Like Premiership footballers, or Formula One racing drivers, successful solicitors and barristers aren’t enamoured with the idea of working for minimum wages. The best charge more.
As a society, we ensured that the poorest and most vulnerable had access to the best legal advice and support when the State threatened criminal sanction by subsidising that advice through the legal aid fund.
The list of ‘household name’ top level barristers available to you through the legal aid system has shrunk since Chris Grayling took a scythe to the legal aid rates. Would you expect Wayne Rooney to continue to score goals for £200 a week, just because you are a Manchester United fan – or to walk off into the sunset where his superior skills are valued in a suitably superior manner?
The consequences of this are obvious – even if you are entitled to legal aid, and only a very narrow band of the most vulnerable are, you won’t be accessing the finest legal brains unless you happen to chance upon a particularly philanthropic senior member of the legal profession.
The alternative is to mortgage your home and soul, and pay for legal representation yourself – it can be incredibly expensive. Michael Le Vell is reputed to have paid £250,000 to prove that he was the victim of a false allegation. There is no redress from the State. No apology.
Today, April 13th 2015, Chris Grayling has surreptitiously added a new layer of expense. Sneaked in at the end of last month, under cover of election fever, he has used his devolved powers to decree that not only must you pay to be represented against the might of the State, but if convicted you must pay to ‘use’ (sic) the facilities of the State such as the judicial system.
We abandoned capital punishment because we recognised that people could not only be falsely accused, but falsely prosecuted and falsely convicted. Being reburied in St Patrick’s Cemetery in Leytonstone and granted a posthumous pardon would have been of scant consolation to Timothy Evans.
Today, he would have had the indignity of paying £1,200 for having the nerve to plead ‘not guilty’ in a Crown Court to add to his woes. He could have pleaded guilty in a magistrates court for a mere £150…

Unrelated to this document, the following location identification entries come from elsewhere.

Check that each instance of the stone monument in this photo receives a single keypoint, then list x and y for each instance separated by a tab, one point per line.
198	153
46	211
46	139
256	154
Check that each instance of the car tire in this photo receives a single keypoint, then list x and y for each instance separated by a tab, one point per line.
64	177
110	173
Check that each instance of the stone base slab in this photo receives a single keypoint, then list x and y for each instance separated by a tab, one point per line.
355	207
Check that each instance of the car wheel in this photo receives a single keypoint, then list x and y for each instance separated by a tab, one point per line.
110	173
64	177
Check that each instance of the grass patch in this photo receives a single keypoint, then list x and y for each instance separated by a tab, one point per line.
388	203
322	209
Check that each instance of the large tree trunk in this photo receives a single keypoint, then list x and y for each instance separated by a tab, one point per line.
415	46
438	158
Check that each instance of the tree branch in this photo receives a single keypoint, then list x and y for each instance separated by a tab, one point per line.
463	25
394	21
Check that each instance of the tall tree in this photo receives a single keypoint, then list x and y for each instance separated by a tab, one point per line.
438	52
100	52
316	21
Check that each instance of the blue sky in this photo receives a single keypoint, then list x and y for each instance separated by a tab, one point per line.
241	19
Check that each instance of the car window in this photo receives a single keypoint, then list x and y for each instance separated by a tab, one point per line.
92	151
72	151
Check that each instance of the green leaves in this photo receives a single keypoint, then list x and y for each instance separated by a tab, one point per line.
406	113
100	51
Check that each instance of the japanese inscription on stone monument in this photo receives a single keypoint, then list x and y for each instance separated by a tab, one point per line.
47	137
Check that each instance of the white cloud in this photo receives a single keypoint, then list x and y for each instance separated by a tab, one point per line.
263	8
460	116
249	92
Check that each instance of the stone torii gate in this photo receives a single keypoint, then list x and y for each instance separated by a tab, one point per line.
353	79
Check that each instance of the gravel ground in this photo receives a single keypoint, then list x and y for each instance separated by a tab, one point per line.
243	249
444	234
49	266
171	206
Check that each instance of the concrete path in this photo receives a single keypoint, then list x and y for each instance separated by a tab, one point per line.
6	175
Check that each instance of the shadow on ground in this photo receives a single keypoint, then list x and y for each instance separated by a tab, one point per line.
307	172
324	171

The majority of cases in our criminal courts are not those against the wealthy and celebrated – despite the media attention that is given to these cases. The majority of cases are against the poorest and most vulnerable, many are ill-educated and close to unemployable. A high proportion are in receipt of benefits. Offences like dropping litter or drinking alcohol in a protected zone will immediately receive an additional £150 court fee. These charges will not be means tested, and if unpaid will result in – guess what? – imprisonment. They will apply after the current ‘victim surcharge’, prosecution costs and fines.
They will deter individuals from pleading ‘not guilty’ and demanding ‘judgement by their peers’ in the Crown court. There is no discretion for the court to reduce or remit the fee if a defendant finds himself in court for the first time, or merely prosecuted on a technicality.
We have permitted a perverse system of justice where the rights enshrined in the Magna Carta aren’t absolute but are enjoyed on a sliding scale according to your means.
If the position is that those convicted of offences should pay towards the costs involved in bringing them to justice, then justice and fairness would suggest that those wrongly prosecuted should be entitled to recover their costs in defending themselves following an acquittal, a right lost by the vast majority of defendants in 2012.
Where was it said ‘To none shall we sell justice’? Oh yes, Magna Carta.
In the year of the 800th anniversary of the Magna Carta, we have, through this, forfeited our right to criticise other countries and their justice systems, ours is now based on justice for the highest bidder.